Kurt had arrived in time to see Brent’s Foxtail emit a stream of flames at an engulfed boulder that had been heading their way. The Fire dragon’s efforts had succeeded in pushing the boulder away from them and the few players that they were with only to have it crush another pair of players. Kurt watched as they flickered out of existence, positive that they would respawn back in the Central Hub. The rest of the scene was just as chaotic.

Without too much of Kurt’s direction, Noodles blasted away at the spewing lava and rocks with her own streams of water. Other Water dragon masters, NPCs and players alike, slowly and steadily came over to the area once news of Mount Cataclysm’s eruption reached them. Earth dragons appeared to try to up heave the ground, to bury the flames and unruly rocks, while Wind dragons directed the airs in attempts to control where the lava and boulders fell. The Fire dragon masters could only do so much with their breaths only succeeding in furthering the flames.

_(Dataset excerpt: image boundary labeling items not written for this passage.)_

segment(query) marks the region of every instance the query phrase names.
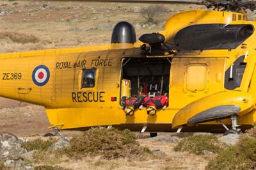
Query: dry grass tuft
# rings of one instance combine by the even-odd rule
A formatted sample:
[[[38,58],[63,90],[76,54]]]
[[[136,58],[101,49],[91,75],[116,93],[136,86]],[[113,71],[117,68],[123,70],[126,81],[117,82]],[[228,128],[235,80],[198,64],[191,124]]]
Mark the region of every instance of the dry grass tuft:
[[[256,169],[256,128],[241,135],[239,141],[233,146],[225,148],[211,160],[207,170],[243,170]]]
[[[81,158],[86,156],[102,155],[106,159],[141,157],[150,153],[140,147],[134,133],[129,130],[93,128],[70,141],[70,146],[63,150],[68,157]]]
[[[0,161],[0,170],[9,170],[11,169],[8,167],[4,166],[4,163]]]
[[[221,143],[215,135],[197,135],[182,139],[174,147],[176,151],[188,151],[196,155],[204,155],[204,151],[207,150],[217,153],[221,150]]]
[[[33,35],[27,35],[14,31],[0,32],[0,39],[10,39],[13,42],[22,44],[28,43],[36,43],[40,41],[39,38]]]
[[[43,141],[41,139],[22,143],[20,146],[28,151],[33,150],[46,151],[54,143],[54,141],[51,139],[49,141]]]
[[[39,166],[35,167],[35,170],[70,170],[60,166]]]

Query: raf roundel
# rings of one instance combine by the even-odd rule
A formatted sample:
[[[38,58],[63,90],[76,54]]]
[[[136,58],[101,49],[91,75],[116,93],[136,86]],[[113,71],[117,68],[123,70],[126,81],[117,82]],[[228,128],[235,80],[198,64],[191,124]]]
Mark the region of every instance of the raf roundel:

“Brent,” Kurt called out, doing his best to have his voice carry over the cacophony of crashing boulders, sizzling flames, and hissing water. “Brent! Is there anyone in the mountain?”

“No idea,” Brent called back, pulling Foxtail away from the erupting site. “What, you suggesting that I go in and save any trapped avatars?”

“Your Fire dragons can resist the heat,” Kurt pointed out. “Why wouldn’t you go to see if they need help?”

“Would they help us if we got trapped?” Brent asked.

“Some would say that’s the point of being a player in a game like this,” Kurt said. “In most games, the players rescue the NPCs, not the other way around.”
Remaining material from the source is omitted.